Reputation: 12695
I have stored the following documents in my lucene index:
{
"id" : 1,
"name": "John Smith"
"description": "worker"
"additionalData": "faster data"
"attributes": "is_hired=not"
},
{
"id" : 2,
"name": "Alan Smith"
"description": "hired"
"additionalData": "faster drive"
"attributes": "is_hired=not"
},
{
"id" : 3,
"name": "Mike Std"
"description": "hired"
"additionalData": "faster check"
"attributes": "is_hired=not"
}
and now I want to seach over all the fields to check if the given value exists:
search term: "John data check"
which sould me return the documents with ID 1 and 3
. But it doesn't, why ?
var analyzer = new StandardAnalyzer(Lucene.Net.Util.Version.LUCENE_30);
BooleanQuery mainQuery = new BooleanQuery();
mainQuery.MinimumNumberShouldMatch = 1;
var cols = new string[] {
"name",
"additionalData"
};
string[] words = searchData.text.Split(new string[] { " " }, StringSplitOptions.RemoveEmptyEntries);
var queryParser = new MultiFieldQueryParser(Lucene.Net.Util.Version.LUCENE_30, cols, analyzer);
foreach (var word in words)
{
BooleanQuery innerQuery = new BooleanQuery();
innerQuery.MinimumNumberShouldMatch = 1;
innerQuery.Add(queryParser.Parse(word), Occur.SHOULD);
mainQuery.Add(innerQuery, Occur.MUST);
}
TopDocs hits = searcher.Search(mainQuery, null, int.MaxValue, Sort.RELEVANCE);
//hits.TotalHits is 0 !!
Upvotes: 2
Views: 328
Reputation: 12695
Well, in my case I stored a string array with the same field name, I had to retrieve all field values from the result Document
, because the Document.Get("field_name")
returns only the first column value when there are many fields with the same way
var multi_fields = doc.GetFields("field_name");
var field_values = multi_fields.Select(x => x.StringValue).ToArray();
Plus, I had to enable the WildCard search, because it fails if I don't type a full word, e.g. Jo
instead of John
string[] words = "Jo data check".Split(new string[] { " " }, StringSplitOptions.RemoveEmptyEntries).Select(x => string.Format("*{0}*", x)).ToArray();
var queryParser = new MultiFieldQueryParser(Lucene.Net.Util.Version.LUCENE_30, cols, analyzer);
parser.AllowLeadingWildcard = true;
Upvotes: 0
Reputation: 51330
The query you constructed basically requires all three words to match.

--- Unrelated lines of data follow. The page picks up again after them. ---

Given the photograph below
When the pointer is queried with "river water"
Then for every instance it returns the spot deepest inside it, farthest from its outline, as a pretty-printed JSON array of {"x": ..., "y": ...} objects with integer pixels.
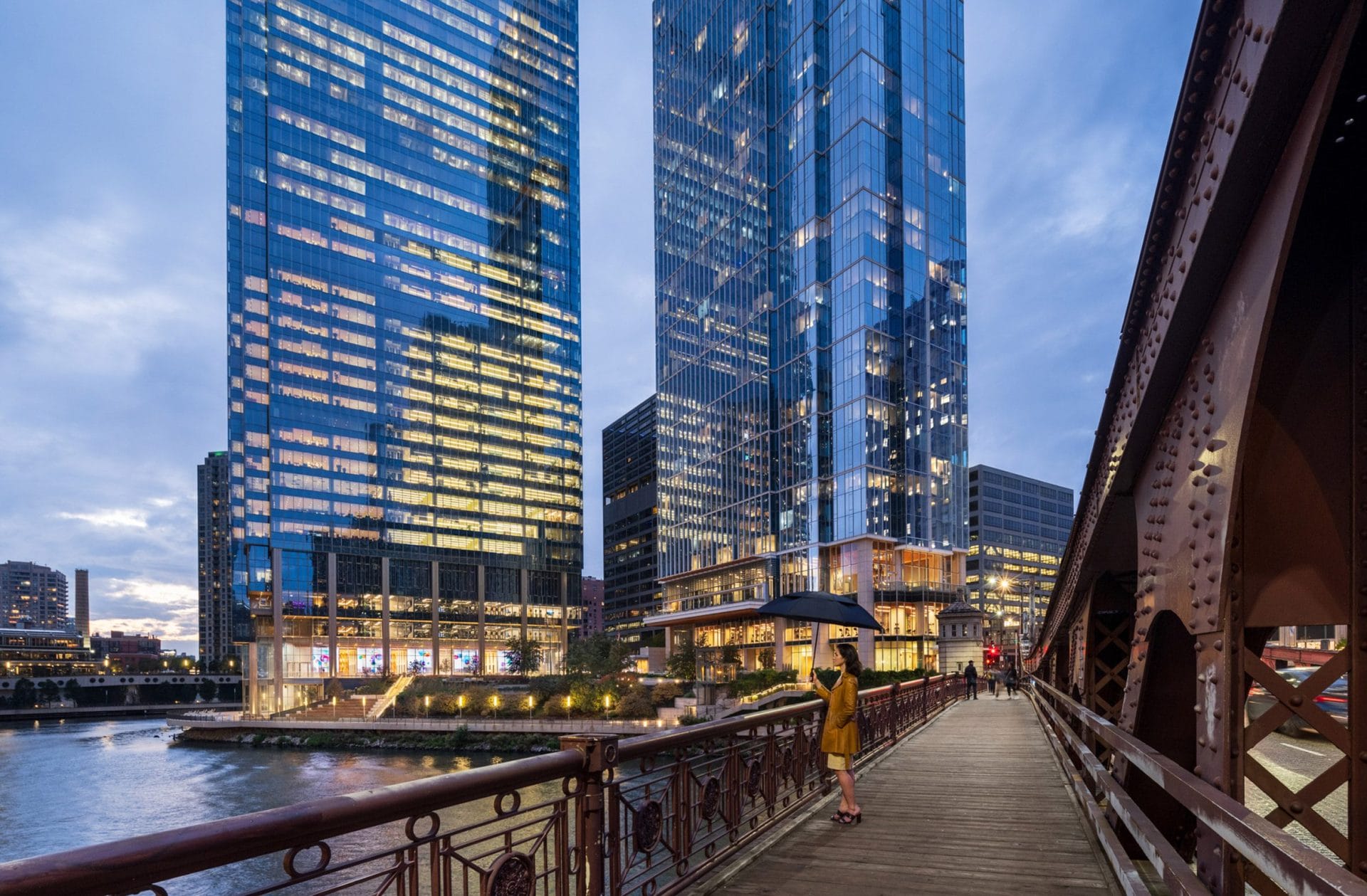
[{"x": 83, "y": 783}]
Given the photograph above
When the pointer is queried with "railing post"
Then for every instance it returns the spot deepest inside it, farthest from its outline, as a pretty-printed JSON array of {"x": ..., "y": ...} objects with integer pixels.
[{"x": 599, "y": 757}]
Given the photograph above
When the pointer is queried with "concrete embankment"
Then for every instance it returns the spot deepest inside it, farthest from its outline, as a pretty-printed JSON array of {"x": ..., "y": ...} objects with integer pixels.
[
  {"x": 457, "y": 741},
  {"x": 83, "y": 713}
]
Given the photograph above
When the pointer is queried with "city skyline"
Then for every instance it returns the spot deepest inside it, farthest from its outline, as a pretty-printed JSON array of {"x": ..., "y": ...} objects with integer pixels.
[{"x": 120, "y": 499}]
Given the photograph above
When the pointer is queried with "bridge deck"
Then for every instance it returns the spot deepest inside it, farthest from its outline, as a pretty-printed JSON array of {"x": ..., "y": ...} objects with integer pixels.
[{"x": 975, "y": 803}]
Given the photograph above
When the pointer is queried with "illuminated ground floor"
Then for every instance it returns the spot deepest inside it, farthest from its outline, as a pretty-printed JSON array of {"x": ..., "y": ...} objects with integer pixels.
[
  {"x": 318, "y": 616},
  {"x": 904, "y": 589}
]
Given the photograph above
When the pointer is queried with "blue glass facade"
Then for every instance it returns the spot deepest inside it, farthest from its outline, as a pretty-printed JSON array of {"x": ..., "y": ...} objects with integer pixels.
[
  {"x": 811, "y": 302},
  {"x": 404, "y": 361}
]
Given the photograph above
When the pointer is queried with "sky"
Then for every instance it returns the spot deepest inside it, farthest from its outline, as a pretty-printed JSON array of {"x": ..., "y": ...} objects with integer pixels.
[{"x": 112, "y": 246}]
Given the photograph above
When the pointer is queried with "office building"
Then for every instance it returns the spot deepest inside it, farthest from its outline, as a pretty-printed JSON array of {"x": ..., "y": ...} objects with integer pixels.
[
  {"x": 127, "y": 653},
  {"x": 631, "y": 522},
  {"x": 591, "y": 600},
  {"x": 83, "y": 616},
  {"x": 811, "y": 317},
  {"x": 37, "y": 650},
  {"x": 404, "y": 295},
  {"x": 33, "y": 594},
  {"x": 1017, "y": 532},
  {"x": 215, "y": 530}
]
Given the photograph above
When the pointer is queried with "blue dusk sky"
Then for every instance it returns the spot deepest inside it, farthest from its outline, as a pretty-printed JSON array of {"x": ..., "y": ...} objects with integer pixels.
[{"x": 112, "y": 310}]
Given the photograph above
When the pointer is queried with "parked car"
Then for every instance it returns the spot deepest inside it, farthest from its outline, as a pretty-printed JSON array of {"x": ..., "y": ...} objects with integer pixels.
[{"x": 1333, "y": 700}]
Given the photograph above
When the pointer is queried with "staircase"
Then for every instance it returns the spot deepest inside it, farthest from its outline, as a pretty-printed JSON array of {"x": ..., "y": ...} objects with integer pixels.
[{"x": 389, "y": 697}]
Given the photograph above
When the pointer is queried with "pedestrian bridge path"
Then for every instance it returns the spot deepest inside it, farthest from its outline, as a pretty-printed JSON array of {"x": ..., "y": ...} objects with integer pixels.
[{"x": 975, "y": 803}]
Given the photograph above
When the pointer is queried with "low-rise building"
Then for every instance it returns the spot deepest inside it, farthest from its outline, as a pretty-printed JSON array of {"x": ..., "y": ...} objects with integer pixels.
[
  {"x": 127, "y": 652},
  {"x": 29, "y": 650}
]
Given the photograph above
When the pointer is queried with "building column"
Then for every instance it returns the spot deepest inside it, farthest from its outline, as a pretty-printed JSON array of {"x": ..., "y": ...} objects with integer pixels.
[
  {"x": 384, "y": 613},
  {"x": 565, "y": 619},
  {"x": 478, "y": 589},
  {"x": 866, "y": 600},
  {"x": 332, "y": 615},
  {"x": 436, "y": 616},
  {"x": 524, "y": 588},
  {"x": 278, "y": 636}
]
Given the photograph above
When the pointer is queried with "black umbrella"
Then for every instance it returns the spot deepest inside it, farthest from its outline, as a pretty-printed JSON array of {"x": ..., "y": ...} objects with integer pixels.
[{"x": 820, "y": 607}]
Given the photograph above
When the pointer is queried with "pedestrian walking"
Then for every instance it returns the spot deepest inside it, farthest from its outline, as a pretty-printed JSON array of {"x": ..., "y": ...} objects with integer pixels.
[{"x": 839, "y": 735}]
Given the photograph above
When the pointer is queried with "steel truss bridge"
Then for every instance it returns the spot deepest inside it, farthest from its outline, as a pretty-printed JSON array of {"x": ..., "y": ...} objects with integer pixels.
[{"x": 1225, "y": 497}]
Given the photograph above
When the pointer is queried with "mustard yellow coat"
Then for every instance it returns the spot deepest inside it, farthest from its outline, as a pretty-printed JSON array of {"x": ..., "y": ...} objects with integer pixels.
[{"x": 841, "y": 731}]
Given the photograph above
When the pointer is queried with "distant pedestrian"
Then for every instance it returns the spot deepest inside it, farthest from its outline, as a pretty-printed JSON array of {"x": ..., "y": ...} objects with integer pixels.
[{"x": 839, "y": 735}]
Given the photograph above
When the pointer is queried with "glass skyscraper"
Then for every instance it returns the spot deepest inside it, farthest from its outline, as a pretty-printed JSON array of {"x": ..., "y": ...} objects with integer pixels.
[
  {"x": 811, "y": 316},
  {"x": 404, "y": 298}
]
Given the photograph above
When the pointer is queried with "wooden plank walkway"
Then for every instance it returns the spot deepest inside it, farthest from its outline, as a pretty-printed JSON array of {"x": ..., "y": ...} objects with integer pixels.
[{"x": 975, "y": 803}]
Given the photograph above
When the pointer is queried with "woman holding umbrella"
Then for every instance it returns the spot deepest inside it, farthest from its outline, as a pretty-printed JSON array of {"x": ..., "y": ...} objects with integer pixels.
[{"x": 839, "y": 737}]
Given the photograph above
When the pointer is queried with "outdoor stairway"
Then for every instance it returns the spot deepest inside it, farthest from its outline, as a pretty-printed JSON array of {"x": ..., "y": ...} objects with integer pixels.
[{"x": 975, "y": 803}]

You wrap each word in a BooleanQuery
with a SHOULD
clause. This is equivalent to using the inner query directly (you're just adding an indirection which does not change the behavior of the query). The boolean query has only one clause, which should match for the boolean query to match.
Then, you wrap each one of these in another boolean query, this time with a MUST
clause for each. This means each clause must match for the query to match.
For a BooleanQuery
to match, all MUST
clauses have to be satisfied, and if there are none, then a minimum of MinimumNumberShouldMatch
SHOULD
clauses have to be satisfied. Leave that property at its default value, as the documented behavior is:
By default no optional clauses are necessary for a match (unless there are no required clauses).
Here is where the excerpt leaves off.